The mechanism of cholesterol reduction by LAB takes place by different bioactivities which include the inhibition of the hydroxymethylglutaryl coenzyme A reductase (Homma, 1988), uptake and/or co-precipitation of cholesterol (Tahri et al., 1996), cholesterol binding to cell walls (García et al., 2012), co-precipitation of cholesterol with deconjugated bile, production of short chain fatty acids during fermentation in the presence of prebiotics (Preter et al., 2007), enzymatic deconjugation of bile acids by bile-salt hydrolase (Lambert et al., 2008), incorporation of cholesterol into the cellular membranes during growth (Lye et al., 2010a) and conversion of cholesterol into coprostanol using cholesterol reductase (Lye et al., 2010b). However, degradation of cholesterol by extracellular cholesterol oxidase enzyme has been suggested by different microorganisms, other than LAB, such as Streptomyces natalensis (Mendes et al., 2007), Bacillus sp. SFF34 (Rhee et al., 2002), Rhodococcus erythropolis and Nocardia rhodochrous (MacLachlan et al., 2000). Cholesterol oxidase catalyzes the oxidation of cholesterol to 4-cholesten-3-one (MacLachlan et al. 2000). In the present study, although the CFS of the tested strains GMK01, GMK02 and GMK03 showed cholesterol degrading ability (Table 1), 4-cholesten-3-one was detected after degradation of cholesterol by the living cells of GMK03 (Fig. 3). However, 4-cholesten-3-one has not been detected when the other two strains were used. This means that strain GMK01 and GMK02 may degrade cholesterol using another mechanism or their living cells can further use 4-cholesten-3-one as a hydrocarbon source. This result indicated that the studied strains may degrade cholesterol by different mechanisms and may suggest a new possibility for the mechanism underlying cholesterol reduction by LAB (such as Leuconostoc mesenteroides), differing from the conclusions of previous studies (discussed above). As the LAB are facultative anaerobes, cholesterol reductase (Lye et al., 2010b) and cholesterol oxidase (the present study) could be incorporated in the degradation of cholesterol.

Fig. 3.

Representative HPLC diagram showed formation of 4-cholesten-3-one (at 6.421 and 6.324 min) and residual cholesterol (at 7.822 and 7.852 min) in MSC broth after 3 days of fermentation by Leuconostoc mesenteroides GMK03. Cells were inoculated into MSC broth without treatment (A) and after treatment with gastrointestinal juice (B)

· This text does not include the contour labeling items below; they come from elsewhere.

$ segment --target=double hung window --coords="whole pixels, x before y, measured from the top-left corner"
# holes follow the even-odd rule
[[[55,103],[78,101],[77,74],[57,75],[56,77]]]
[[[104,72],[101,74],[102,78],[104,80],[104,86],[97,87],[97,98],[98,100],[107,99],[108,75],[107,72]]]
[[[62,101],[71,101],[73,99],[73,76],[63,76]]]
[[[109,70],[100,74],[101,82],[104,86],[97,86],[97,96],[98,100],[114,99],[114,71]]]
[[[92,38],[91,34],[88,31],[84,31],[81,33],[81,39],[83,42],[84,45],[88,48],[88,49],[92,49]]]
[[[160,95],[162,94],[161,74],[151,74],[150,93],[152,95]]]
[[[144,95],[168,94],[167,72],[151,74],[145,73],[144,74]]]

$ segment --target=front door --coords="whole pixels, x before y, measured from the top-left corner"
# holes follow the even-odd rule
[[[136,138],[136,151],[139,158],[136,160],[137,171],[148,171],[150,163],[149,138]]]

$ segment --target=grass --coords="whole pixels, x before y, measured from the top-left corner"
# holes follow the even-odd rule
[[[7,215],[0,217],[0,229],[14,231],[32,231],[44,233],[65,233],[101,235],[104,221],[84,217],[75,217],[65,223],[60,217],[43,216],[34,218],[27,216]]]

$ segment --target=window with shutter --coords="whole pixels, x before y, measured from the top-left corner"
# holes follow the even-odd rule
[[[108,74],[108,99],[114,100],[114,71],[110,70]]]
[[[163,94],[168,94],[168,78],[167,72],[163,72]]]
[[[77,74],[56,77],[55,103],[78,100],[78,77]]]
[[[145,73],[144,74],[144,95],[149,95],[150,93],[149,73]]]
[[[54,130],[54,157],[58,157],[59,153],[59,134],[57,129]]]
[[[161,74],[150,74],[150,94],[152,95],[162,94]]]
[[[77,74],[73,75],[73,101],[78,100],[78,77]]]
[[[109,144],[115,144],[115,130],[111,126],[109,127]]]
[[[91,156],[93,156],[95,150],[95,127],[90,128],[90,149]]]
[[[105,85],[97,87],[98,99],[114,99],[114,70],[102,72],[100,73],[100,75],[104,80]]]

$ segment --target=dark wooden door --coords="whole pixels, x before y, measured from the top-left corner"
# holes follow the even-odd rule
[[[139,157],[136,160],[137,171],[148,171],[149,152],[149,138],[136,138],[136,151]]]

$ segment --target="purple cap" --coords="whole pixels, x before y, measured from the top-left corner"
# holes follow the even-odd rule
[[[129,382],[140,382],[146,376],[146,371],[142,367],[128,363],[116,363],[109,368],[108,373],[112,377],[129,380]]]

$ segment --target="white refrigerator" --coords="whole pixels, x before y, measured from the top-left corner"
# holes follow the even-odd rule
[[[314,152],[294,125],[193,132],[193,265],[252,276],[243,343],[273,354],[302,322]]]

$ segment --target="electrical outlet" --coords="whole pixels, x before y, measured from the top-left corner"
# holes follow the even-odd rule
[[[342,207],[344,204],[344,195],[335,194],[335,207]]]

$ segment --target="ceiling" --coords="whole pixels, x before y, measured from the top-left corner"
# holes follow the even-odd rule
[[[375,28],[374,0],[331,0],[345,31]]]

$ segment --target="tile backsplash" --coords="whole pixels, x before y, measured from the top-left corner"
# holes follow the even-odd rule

In conclusion, the strains GMK01, GMK02 and GMK03 have high ability to degrading cholesterol even after exposure to 0.3% bile salts and low acidity (pH 2.5). Moreover, these strains had high ability to adhere to Caco-2 cells. Therefore, the isolated Lactobacillus sakei GMK01, Lactobacillus rhamnosus GMK02 and Leuconostoc mesenteroides GMK03 could be considered as potential probiotic strains for food industry and human nutrition. Since cholest-4-en-3-one has positive uses against obesity, liver disease, and keratinization (Wu et al., 2015), Leu. mesenteroides GMK03 isolated in the present study could be considered as a promise probiotic strain. However, further studies are needed to understand the mechanism of cholesterol degradation using the extracellular cholesterol oxidase especially by Leuconostoc mesenteroides.

Acknowledge    The author would like to thank Prof. Dr. Bahig El-Deeb for his useful suggestions and helps in identification of bacterial isolates.